Un modo per conoscesi

Esistono però anche altri buoni motivi per lasciarsi andare a questa esperienza. Come ad esempio concentrarsi su se stesse per imparare a consersi meglio, a chiarire alcune vecchie esperienze del passato. A dimenticare per qualche mese ciò che la società ci ha insegnato, e cioè essere capaci di fare tante cose tutte insieme per essere donne produttive e indispensabili.

La meditazione in gravidanza porta a una maggior accettazione di se stesse. Sia a livello fisico sia mentale.
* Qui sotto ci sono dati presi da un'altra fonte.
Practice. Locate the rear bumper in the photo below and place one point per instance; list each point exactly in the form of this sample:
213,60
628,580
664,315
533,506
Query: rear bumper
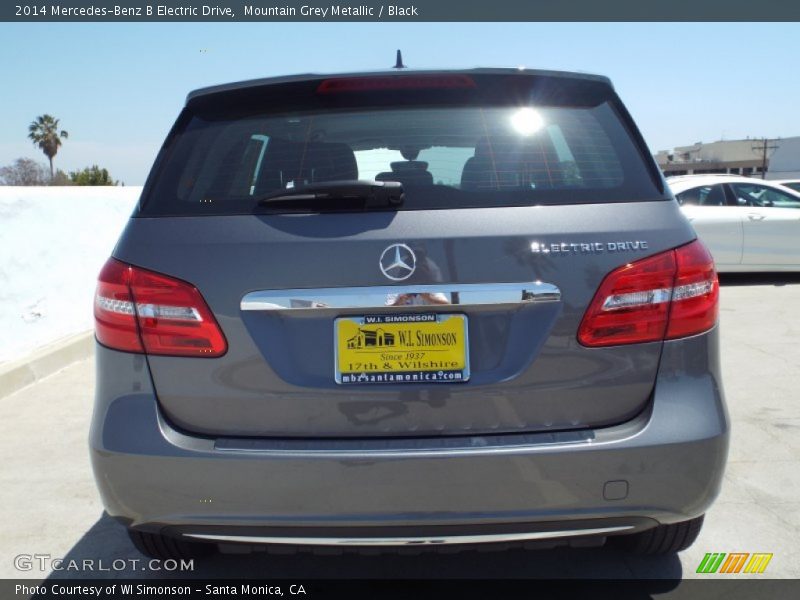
664,466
Senza dubbio è anche una buona alleata per raggiungere il fatidico momento del parto con una maggior serenità.


Dove praticare la meditazione?
Esistono corsi pre-parto centrati proprio sulla meditazione e frequentarli potrebbe essere una buona idea. È anche un modo per conoscere nuove mamme e condividere con loro l'esperienza e i dubbi che costellano questo periodo della vita femminile. Nessuno comunque vieta di praticarla in casa, la cosa importante è realizzare un ambiente adatto, silenzioso e piacevole.